Suppose you are playing the following game: You are in an internet chat room with two other participants. One of them is a human and the other is a machine. You are allowed to chat to each of them individually, but they can only chat to you and neither of them can see your conversation with the other one. In the end, you win the game if you can tell with certainty which one the machine is, or else the machine wins.
This is a variant of a game proposed in 1950 by Alan Turing, today considered one of the founding fathers of artificial intelligence. He proposed this game to address the question of whether machines can be intelligent and whether or not they can “think”. There has been much debate as to whether Turing's game truly addresses this question. However, it also sparked a vision of a future in which intelligent machines are ubiquitous parts of everyday life and where humans interact with machines naturally and effortlessly, just as they do with other humans.
How does playing games help us realise this vision? The fact is that interaction between humans and machines can be an extremely complex matter. Games allow us to study different aspects of interaction systematically and in isolation by providing well-defined environments for interactive decision making. The hope is that understanding these various aspects will eventually enable us to realise innovative applications, such as fully autonomous robots used in child care and nursing homes.
From a technical perspective, what makes games interesting is the fact that what we should do depends crucially on what the other players are doing and how they react to our moves. A machine that is to be successful in this setting must be able to plan its actions in the face of uncertainty and learn from experience. This becomes particularly difficult if the other players are human, since human behaviour can be very complex and is often a priori unknown.
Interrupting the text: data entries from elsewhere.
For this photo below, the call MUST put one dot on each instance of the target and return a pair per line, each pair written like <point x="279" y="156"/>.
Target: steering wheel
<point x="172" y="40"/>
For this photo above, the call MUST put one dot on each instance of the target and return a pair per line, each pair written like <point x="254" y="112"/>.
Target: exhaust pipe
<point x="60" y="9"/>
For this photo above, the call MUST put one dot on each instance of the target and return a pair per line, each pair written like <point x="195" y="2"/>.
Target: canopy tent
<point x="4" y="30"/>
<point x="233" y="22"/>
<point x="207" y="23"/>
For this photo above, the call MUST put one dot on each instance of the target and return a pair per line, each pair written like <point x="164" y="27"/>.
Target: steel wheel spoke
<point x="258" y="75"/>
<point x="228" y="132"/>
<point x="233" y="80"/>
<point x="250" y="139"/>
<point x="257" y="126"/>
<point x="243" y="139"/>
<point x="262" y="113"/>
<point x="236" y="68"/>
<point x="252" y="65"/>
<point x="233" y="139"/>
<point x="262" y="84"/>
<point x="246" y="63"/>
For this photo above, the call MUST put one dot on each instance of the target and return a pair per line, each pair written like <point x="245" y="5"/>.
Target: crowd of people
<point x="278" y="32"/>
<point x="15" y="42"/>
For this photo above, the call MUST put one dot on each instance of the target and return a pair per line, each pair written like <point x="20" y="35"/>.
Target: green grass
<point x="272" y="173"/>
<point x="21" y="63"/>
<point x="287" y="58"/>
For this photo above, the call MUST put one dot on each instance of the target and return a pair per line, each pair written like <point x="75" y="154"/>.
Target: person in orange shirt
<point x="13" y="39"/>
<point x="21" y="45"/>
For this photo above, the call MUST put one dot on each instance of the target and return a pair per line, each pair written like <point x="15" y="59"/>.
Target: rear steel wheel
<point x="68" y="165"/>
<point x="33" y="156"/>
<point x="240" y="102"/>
The Robust Autonomy and Decisions (RAD) group of The University of Edinburgh studies human-machine interaction in several ways. One line of work is concerned with the “ad hoc coordination” problem. Therein, the goal is to design an autonomous decision making agent which can achieve flexible and efficient interaction with other agents whose behaviours are initially unknown. This research has led to a novel agent, called HBA, which compares the other players' observed actions to a set of familiar behaviours in order to find optimal responses.
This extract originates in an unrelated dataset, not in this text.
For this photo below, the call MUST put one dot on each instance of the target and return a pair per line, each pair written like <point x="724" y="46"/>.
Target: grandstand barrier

In 2012, the RAD group organised a robot exhibit for the Royal Society Summer Science Exhibition in London (see picture). Part of the exhibit was a human-machine experiment in which over 400 participants played repeated “Rock-Paper-Scissors” against HBA and other agents. The purpose of the experiment was to show that a small set of behaviours could account for a much larger set of complex human behaviours. One interesting result was that HBA won significantly more games than the humans. This was despite the fact that in theory the optimal strategy was for both players to play randomly.
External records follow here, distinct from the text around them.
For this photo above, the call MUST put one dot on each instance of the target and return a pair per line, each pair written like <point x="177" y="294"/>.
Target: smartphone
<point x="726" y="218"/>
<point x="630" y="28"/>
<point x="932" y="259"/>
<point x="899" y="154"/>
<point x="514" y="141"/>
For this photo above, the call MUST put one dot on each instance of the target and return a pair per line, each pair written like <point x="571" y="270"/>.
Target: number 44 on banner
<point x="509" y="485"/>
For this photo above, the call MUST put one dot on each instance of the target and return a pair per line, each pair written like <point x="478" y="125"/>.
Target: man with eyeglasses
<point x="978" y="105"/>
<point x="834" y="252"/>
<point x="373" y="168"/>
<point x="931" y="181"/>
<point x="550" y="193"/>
While many of the games studied in artificial intelligence do not explicitly model physical interaction, there are also games in which physical interaction is a central component. One example is given by the annual RoboCup football competition, in which teams of robotic football players engage in an adapted version of the real football game. The ambitious aim is that by the mid-21st century, a team of autonomous humanoid robots shall be able to win a match against the winner of the most recent (human) World Cup.
The RAD group is the first and currently only UK-based research group to enter a team, called “Edinferno”, in the standard platform league of the RoboCup football competition (the picture shows some of the team's robots). The team made it into the quarter finals of the 2012 competition in Mexico and will compete again in the 2013 competition in the Netherlands.
There is no conclusive answer as to whether machines will (or should) ever pass the Turing test. However, the past decades have seen major progress in human-machine interaction, and researchers will continue to push the boundaries.